How did the passaic river, a superfund site near newark, new jersey, become an agent orange dioxin tcdd hotspot?

Kenneth R. Olson, Mike Tharp

Research output: Contribution to journalArticlepeer-review

Abstract

The Passaic River parallels the Hudson River and was an industrial river, which included plants that manufactured Agent Orange that was used in the Vietnam War in the 1960s. Stretches of river along Newark are postindustrial, abandoned landscapes, and the sediment at the mouth of the Passaic River near Newark Bay remains contaminated with dioxin TCDD, PCBs, and Hg. The USEPA designated a 27 km (16 mi) stretch of the Passaic River as a Superfund site. In 2013 several corporations agreed to pay New Jersey US130 million for ecological damages related to the Passaic River pollution (Baxter 2011). To date, US1.38 billion have been spent on cleanup. The USEPA estimated the remaining cost of cleanup of the lower Passaic River and Newark Bay at US6 billion in addition to US6 billion for past natural resource damages.

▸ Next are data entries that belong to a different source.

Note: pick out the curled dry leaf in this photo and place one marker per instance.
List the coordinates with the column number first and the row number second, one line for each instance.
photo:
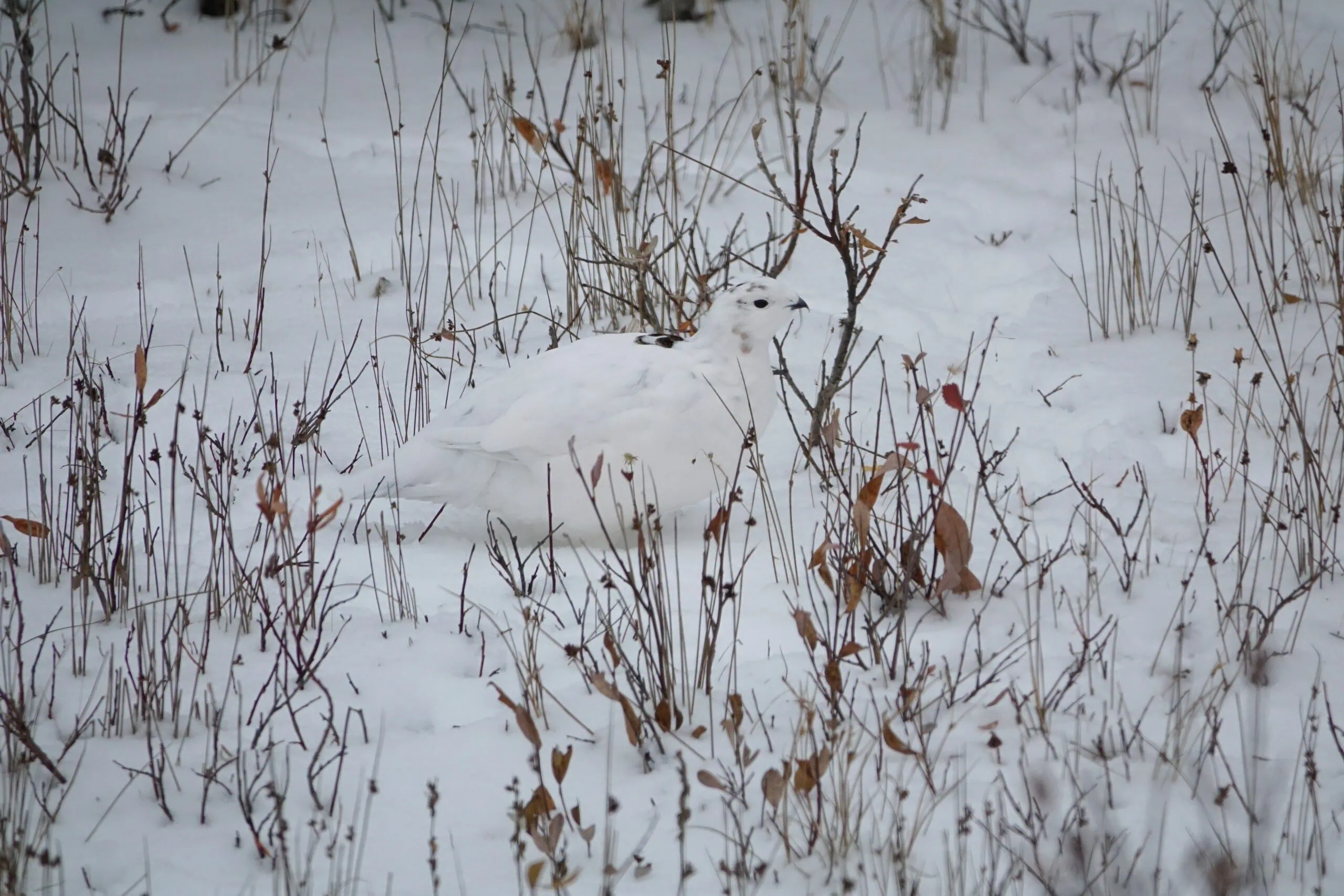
column 529, row 132
column 561, row 762
column 522, row 716
column 834, row 679
column 890, row 738
column 819, row 563
column 772, row 786
column 807, row 630
column 831, row 431
column 952, row 541
column 534, row 872
column 1191, row 421
column 30, row 529
column 605, row 174
column 716, row 527
column 142, row 370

After 50 years, US companies, such as Diamond Alkali (now Diamond Shamrock), stopped manufacturing Agent Orange with the by-product dioxin TCDD. However, the contaminant with a very long half-life when attached to sediment under anaerobic conditions remains an environmental problem in the tidal Passaic River and Newark Bay. To this day fish and crabs from the Passaic River are too contaminated with dioxin TCDD for human consumption and remain a threat to the food supply and human health (New Jersey Department of Environmental Protection 2009).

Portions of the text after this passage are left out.